The addition of new organisations to the list of proscribed groups since the passage of the Terrorism Act has repeatedly relied upon the framing of those groups not only as a threat; but also as radically different, or other, to the UK. In the relevant British parliamentary debates, for example, Islamic State was described as “barbaric” during its listing 2014; Hezb-e Islami, in 2005, as “murderous and unpleasant”; Al-Shabaab, in 2010, was described as “clearly a very nasty group”, while Ansaru’s violences in 2012 were characterised as “barbaric and despicable”.

Framing these groups and their violence in this way doesn’t simply represent or depict them as an evil, irrational, and uncivilised. It constructs them as such in way that works to confirm a sense of Britain as a good, rational, and civilised space – everything that the terrorists are not.

This self-identity is also frequently explicitly confirmed in discussion around proscribing certain groups. Parliamentary debates on additions to this list, for instance, have been saturated with references to the need for patient, responsible and evidence-based decisions as well as with depictions of the UK as a multicultural, liberal democracy respectful of its international obligations. Such characterisations – and the broader political ritual of which they form part – mean banning an organisation is a way of performing liberal democracy. Paradoxically, this can lead to quite illiberal outcomes, including restrictions on freedoms of speech and association.

The language of proscription. Jarvis and Legrand, Author provided (no reuse)

A history of outlaws

The banning of terrorist groups today is the most recent incarnation of a longstanding series of ways to outlaw and politically exclude people. Through these practices, countries such as the UK have sought to draw a boundary between the domestic realm of internal security and a series of other external dangers. In medieval Europe, for example, those identified as outlaws were literally cast out of society. Their “otherness” was confirmed through a whole lexicon of metaphorical terminology, with newly-excluded individuals referred to in England as a “wolf’s head”.

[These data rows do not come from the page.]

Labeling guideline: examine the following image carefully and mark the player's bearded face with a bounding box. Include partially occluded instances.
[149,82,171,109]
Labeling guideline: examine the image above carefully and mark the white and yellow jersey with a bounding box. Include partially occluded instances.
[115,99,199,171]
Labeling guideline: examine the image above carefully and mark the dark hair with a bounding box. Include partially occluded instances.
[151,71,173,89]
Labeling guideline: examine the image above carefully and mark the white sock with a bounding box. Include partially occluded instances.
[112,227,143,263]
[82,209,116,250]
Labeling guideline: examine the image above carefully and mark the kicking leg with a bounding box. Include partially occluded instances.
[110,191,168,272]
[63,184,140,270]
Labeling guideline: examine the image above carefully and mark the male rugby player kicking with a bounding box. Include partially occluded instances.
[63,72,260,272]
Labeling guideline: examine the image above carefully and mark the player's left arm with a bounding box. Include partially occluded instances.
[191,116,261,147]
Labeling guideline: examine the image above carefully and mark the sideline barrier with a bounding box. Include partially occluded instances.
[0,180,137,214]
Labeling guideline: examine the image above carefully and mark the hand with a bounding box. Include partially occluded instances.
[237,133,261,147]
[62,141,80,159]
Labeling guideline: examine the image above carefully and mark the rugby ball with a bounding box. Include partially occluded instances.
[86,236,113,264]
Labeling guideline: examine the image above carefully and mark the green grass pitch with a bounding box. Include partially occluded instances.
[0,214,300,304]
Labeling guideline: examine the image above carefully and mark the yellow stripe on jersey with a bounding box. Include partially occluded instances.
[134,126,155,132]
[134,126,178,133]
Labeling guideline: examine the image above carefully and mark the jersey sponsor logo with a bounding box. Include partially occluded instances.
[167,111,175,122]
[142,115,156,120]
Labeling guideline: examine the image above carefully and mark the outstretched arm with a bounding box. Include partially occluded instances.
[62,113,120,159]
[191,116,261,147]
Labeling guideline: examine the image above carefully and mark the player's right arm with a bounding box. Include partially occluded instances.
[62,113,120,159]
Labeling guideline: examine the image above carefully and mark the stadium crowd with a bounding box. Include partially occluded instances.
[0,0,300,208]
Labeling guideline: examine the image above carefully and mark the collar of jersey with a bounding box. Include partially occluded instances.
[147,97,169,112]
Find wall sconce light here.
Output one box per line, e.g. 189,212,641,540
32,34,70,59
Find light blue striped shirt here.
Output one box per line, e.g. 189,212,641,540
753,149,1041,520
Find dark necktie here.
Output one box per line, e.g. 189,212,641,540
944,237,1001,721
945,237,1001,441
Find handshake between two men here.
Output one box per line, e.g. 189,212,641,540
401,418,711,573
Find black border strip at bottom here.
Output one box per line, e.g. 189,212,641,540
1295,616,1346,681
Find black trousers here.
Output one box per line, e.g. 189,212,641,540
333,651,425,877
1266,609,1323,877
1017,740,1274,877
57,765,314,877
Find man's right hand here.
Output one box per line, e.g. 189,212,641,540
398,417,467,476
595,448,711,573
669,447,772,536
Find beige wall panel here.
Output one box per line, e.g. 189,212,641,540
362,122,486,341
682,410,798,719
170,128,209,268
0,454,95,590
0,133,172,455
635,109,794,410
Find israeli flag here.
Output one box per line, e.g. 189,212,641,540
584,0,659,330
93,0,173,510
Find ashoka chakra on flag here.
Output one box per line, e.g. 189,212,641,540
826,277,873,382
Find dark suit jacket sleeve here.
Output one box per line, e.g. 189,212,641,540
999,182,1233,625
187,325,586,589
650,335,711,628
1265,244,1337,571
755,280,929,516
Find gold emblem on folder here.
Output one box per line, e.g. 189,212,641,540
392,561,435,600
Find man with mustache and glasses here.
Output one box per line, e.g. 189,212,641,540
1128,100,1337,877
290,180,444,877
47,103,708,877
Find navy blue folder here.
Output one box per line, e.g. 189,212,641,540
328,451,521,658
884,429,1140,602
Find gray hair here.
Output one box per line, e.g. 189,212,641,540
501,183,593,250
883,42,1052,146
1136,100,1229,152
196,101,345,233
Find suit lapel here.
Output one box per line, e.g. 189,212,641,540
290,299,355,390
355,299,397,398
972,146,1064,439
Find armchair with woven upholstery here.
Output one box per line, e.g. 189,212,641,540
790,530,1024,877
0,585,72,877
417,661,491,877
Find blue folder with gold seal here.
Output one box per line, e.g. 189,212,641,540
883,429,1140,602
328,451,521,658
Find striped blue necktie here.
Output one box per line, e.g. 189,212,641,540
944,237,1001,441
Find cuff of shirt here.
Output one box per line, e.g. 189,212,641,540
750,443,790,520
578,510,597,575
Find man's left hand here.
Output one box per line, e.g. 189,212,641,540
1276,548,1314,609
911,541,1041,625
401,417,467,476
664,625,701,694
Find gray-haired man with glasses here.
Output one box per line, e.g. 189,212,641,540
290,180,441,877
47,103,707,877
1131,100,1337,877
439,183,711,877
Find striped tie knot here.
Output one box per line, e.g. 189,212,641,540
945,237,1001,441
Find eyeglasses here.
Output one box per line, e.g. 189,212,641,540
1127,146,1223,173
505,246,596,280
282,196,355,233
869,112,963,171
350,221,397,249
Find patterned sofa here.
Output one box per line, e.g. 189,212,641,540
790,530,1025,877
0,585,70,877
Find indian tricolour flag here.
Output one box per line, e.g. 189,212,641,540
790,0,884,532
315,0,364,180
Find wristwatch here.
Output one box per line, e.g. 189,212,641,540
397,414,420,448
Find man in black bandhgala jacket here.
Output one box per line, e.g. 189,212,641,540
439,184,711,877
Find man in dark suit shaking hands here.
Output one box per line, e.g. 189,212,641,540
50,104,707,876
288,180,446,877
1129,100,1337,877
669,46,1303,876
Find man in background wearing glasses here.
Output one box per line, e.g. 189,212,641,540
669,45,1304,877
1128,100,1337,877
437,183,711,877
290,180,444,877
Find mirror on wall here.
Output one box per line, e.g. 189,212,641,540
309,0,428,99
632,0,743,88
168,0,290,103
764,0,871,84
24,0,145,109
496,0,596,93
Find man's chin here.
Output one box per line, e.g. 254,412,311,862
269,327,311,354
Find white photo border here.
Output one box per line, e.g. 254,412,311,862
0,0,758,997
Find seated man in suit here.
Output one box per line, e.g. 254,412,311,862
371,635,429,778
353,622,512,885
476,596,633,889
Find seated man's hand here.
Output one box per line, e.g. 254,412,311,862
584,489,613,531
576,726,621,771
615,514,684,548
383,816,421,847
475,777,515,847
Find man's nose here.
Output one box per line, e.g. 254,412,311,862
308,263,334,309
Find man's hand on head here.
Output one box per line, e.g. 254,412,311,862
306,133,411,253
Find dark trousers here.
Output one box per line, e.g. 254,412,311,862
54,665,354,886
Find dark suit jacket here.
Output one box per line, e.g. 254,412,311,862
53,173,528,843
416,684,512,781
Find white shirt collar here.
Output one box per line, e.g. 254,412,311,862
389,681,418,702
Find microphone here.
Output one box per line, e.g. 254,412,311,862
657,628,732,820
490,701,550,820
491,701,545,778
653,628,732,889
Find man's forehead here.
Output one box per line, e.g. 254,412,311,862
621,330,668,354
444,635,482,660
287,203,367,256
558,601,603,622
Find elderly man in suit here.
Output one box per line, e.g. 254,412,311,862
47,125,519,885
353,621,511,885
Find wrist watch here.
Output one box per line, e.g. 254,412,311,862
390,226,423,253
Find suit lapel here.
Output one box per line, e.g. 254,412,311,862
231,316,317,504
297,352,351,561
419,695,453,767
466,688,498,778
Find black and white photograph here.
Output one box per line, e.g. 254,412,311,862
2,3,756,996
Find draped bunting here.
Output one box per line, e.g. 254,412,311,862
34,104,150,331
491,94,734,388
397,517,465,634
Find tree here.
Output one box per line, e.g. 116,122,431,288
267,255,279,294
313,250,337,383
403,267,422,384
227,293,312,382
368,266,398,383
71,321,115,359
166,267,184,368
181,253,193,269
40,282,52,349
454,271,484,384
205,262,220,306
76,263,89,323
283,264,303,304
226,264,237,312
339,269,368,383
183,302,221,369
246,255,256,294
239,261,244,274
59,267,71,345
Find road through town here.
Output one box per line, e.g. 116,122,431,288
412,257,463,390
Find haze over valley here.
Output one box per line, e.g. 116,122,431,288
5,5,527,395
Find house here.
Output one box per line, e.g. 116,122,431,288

In the millennium or so that has passed since states began to create laws that allowed them to outlaw people, the targets of these powers have been wide and sometimes surprising. They’ve included royalists, revolutionaries, Irish republicans, fascists, as well as those resisting British colonial rule at home and abroad.

The banning of Hezbollah, Ansaroul Islam and JNIM offers the latest in a series of efforts to carve out a British sense of self by juxtaposing it to external danger. In that sense, the banning has rather less to do with national security – or even with the national interest – than it does with the performance of national identity.